Pourquoi nous avons opté pour le Chauffage infrarouge pour la fabrication de nanotubes de carbone
La fabrication des nanotubes de carbone dépend entièrement de la chaleur produite. En fait, il est nécessaire d’avoir des gradients thermiques précis afin que la déposition par vaporisation chimique puisse avoir lieu.
Pendant longtemps, tout le monde utilisait des fours résistifs. Mais voici le problème : ces fours chauffent tout autour d’eux – la chambre, l’air, les parois… Tout devient chaud. C’est un gaspillage d’énergie.
Nous avons donc commencé à utiliser des lampes de chauffage infrarouge. Pourquoi ? Parce que le rayonnement infrarouge ne perturbe pas l’air ; il dirige directement son énergie vers le substrat. C’est plus efficace, plus rapide, et cela fait plus de sens.
Faire arriver la chaleur là où elle est vraiment nécessaire
Dans une salle propre, on ne veut pas que toute la machine soit chaude. Il suffit que la pièce de travail atteigne sa température maximale et y reste.
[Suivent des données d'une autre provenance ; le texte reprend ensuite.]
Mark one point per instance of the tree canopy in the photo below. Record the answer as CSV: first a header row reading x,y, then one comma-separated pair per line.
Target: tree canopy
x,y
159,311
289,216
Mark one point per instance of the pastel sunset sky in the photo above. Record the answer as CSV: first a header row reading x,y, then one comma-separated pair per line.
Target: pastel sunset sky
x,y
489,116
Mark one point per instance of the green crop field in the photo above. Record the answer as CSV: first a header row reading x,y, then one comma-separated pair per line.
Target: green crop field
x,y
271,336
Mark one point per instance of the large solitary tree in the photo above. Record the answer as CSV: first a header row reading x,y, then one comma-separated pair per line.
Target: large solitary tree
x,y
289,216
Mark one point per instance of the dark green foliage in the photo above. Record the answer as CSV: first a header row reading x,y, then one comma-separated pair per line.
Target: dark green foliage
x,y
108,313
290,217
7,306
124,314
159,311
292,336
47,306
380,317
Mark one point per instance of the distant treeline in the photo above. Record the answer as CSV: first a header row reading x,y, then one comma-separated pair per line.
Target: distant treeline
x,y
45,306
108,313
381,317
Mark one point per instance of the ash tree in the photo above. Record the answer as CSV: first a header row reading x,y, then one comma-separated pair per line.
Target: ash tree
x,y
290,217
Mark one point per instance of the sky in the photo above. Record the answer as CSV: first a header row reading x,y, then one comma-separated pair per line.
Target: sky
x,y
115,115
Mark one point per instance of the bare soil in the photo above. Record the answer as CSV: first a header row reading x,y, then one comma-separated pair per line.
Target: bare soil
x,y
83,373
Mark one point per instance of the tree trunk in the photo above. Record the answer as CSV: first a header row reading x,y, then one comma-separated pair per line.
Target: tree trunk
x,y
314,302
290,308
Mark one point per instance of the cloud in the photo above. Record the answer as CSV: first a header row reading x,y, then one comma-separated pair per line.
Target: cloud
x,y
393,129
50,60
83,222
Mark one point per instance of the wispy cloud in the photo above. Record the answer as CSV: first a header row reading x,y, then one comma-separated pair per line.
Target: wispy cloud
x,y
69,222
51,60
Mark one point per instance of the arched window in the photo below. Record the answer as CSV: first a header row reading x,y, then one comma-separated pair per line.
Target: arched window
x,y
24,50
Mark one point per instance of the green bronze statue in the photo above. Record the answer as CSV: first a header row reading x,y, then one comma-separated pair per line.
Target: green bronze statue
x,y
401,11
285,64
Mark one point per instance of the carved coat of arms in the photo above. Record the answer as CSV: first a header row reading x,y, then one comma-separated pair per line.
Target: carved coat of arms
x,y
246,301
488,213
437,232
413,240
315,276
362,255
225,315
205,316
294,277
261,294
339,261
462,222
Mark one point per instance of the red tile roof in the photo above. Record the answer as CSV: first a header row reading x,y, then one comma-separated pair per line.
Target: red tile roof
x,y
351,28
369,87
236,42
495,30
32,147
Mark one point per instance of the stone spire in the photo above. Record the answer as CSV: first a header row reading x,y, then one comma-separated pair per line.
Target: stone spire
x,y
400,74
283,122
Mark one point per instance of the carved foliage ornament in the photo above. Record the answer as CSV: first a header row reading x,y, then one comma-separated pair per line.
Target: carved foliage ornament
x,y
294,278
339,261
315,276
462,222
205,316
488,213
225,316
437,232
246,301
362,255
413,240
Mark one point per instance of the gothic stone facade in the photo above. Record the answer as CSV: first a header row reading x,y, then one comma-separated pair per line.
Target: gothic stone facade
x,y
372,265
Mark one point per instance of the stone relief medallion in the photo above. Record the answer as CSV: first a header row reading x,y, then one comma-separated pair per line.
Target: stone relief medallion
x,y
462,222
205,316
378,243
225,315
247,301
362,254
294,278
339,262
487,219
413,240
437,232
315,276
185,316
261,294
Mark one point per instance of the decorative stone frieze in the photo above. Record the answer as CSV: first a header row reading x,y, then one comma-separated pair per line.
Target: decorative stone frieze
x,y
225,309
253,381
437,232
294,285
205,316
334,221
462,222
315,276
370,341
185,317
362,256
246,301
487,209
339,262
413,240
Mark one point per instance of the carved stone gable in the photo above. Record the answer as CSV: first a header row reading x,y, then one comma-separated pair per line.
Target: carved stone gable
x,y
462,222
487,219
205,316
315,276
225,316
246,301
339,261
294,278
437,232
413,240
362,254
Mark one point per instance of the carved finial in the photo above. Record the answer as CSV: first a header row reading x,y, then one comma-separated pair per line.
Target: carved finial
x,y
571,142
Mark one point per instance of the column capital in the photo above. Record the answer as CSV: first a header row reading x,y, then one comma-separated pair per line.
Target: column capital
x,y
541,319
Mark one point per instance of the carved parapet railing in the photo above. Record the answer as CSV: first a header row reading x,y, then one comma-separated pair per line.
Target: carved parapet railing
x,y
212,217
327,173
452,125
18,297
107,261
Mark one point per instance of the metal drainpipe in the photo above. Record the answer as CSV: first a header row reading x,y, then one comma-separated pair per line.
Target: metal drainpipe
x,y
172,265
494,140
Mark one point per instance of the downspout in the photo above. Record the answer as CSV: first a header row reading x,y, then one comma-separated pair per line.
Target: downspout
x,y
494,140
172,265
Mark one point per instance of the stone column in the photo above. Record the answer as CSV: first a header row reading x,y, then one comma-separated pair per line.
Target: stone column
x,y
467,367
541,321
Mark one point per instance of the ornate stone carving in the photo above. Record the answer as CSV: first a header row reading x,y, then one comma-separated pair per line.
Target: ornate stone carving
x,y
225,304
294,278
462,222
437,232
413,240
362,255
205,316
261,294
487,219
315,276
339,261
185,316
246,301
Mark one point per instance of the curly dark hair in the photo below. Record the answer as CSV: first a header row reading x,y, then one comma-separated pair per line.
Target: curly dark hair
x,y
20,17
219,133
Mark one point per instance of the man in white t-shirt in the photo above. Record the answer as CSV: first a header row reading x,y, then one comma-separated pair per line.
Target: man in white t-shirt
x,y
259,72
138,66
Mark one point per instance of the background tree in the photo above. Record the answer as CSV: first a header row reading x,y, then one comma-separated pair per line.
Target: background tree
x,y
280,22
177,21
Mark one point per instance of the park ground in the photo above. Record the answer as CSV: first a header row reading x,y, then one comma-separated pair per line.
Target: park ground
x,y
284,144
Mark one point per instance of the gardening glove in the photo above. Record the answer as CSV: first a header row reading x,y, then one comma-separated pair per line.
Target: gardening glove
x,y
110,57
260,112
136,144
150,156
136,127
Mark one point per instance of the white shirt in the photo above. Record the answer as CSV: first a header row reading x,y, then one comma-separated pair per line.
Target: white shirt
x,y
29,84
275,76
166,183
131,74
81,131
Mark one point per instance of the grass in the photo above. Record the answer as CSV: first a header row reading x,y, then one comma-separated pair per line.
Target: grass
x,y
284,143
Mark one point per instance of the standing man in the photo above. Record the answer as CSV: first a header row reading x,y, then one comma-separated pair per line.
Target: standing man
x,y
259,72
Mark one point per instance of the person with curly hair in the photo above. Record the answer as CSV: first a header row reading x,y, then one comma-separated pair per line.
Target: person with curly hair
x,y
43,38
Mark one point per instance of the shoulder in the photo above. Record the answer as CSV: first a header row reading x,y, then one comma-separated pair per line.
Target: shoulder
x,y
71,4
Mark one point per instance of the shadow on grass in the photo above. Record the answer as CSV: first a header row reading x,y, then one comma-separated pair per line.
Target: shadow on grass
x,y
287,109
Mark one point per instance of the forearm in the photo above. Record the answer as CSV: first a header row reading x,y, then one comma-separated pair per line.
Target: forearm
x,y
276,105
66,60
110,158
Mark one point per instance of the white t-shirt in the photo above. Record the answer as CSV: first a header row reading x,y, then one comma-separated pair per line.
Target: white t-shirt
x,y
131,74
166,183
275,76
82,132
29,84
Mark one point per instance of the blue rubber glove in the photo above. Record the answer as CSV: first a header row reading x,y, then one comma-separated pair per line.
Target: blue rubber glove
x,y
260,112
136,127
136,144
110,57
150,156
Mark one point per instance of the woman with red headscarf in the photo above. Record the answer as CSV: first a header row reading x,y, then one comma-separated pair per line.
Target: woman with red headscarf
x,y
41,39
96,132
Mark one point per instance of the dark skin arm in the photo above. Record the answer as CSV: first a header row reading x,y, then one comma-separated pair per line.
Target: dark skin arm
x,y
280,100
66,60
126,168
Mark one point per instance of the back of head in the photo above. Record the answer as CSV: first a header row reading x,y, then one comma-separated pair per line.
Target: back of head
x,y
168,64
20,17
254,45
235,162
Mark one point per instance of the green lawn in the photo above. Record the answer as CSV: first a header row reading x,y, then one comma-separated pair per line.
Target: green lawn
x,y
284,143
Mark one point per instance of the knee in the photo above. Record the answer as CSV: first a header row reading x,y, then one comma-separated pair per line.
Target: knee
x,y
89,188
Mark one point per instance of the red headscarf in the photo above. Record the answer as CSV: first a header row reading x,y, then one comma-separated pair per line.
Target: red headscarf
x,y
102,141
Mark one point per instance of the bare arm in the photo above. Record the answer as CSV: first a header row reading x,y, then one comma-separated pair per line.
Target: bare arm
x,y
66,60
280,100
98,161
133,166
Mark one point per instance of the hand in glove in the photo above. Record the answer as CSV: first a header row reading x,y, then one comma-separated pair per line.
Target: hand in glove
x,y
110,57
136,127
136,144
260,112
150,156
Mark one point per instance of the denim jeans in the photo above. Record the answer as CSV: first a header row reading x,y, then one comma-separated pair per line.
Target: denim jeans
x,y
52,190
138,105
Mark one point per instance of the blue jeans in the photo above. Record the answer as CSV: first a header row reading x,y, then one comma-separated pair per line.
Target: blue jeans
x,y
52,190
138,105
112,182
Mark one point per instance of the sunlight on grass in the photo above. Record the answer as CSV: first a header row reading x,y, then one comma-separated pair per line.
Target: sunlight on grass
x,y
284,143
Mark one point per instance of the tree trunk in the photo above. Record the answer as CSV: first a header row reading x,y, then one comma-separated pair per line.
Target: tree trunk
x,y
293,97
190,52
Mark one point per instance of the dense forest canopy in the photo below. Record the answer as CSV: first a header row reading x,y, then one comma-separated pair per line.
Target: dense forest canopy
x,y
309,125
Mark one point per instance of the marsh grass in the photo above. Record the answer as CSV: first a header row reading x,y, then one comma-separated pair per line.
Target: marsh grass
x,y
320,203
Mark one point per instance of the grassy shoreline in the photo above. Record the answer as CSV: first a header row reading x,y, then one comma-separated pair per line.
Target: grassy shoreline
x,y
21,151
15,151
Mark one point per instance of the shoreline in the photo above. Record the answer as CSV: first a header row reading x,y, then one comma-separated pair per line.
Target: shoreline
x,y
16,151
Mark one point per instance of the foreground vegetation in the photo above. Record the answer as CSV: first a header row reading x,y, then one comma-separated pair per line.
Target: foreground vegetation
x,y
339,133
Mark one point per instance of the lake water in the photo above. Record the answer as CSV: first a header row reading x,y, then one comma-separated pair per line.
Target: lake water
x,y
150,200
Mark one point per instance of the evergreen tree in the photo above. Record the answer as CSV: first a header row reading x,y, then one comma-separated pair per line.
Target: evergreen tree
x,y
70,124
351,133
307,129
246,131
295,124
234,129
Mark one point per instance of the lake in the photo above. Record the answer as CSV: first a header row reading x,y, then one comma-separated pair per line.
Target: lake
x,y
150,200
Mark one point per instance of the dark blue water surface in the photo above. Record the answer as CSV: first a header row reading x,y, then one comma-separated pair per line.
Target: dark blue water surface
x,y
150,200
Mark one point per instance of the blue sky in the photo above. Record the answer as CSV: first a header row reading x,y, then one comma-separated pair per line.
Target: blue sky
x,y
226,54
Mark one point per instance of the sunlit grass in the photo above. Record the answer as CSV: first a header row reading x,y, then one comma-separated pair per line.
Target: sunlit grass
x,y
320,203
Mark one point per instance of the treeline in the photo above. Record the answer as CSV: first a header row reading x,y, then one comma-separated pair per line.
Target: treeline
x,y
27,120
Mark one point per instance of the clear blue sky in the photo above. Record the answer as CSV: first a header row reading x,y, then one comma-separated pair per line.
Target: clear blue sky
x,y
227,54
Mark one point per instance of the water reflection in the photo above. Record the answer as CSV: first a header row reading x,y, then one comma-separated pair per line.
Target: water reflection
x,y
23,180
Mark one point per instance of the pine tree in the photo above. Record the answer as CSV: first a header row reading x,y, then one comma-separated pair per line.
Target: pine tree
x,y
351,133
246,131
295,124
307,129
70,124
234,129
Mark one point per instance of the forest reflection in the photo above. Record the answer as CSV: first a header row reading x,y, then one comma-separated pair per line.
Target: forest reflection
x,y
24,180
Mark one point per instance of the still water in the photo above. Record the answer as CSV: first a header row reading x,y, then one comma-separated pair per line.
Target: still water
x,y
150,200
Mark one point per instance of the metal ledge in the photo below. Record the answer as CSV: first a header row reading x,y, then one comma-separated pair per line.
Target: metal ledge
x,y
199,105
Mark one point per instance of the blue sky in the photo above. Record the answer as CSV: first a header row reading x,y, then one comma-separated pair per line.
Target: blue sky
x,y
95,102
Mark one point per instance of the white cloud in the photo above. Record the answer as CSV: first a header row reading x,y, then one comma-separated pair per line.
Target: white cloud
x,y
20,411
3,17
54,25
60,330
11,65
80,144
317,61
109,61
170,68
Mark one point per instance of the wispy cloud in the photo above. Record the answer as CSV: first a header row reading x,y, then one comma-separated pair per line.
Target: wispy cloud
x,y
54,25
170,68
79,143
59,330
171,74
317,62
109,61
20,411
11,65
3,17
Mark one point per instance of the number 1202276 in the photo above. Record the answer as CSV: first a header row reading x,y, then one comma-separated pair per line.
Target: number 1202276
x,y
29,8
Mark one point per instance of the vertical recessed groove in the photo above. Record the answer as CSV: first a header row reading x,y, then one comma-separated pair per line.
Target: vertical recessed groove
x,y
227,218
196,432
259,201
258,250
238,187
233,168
Les lampes infrarouges nous permettent d’obtenir une grande densité de chaleur. En ajustant la longueur d’onde, on peut cibler les parties du substrat qui absorbent réellement l’énergie.
Ainsi, on n’a pas besoin d’attendre que toute la chambre se réchauffe. On passe moins de temps à attendre et plus de temps à effectuer le traitement. De plus, comme on n’a pas besoin d’une heure pour préchauffer ou refroidir la chambre, la facture d’électricité par wafer diminue.
Les détails techniques
Nous utilisons des filaments en tungstène et des enveloppes en quartz de haute pureté pour construire ces systèmes. Pour la fabrication de nanotubes de carbone, nous utilisons généralement des rayonnements infrarouges à courte longueur d’onde. Cela permet de pénétrer plus profondément dans la couche catalytique, là où se produit la réaction chimique.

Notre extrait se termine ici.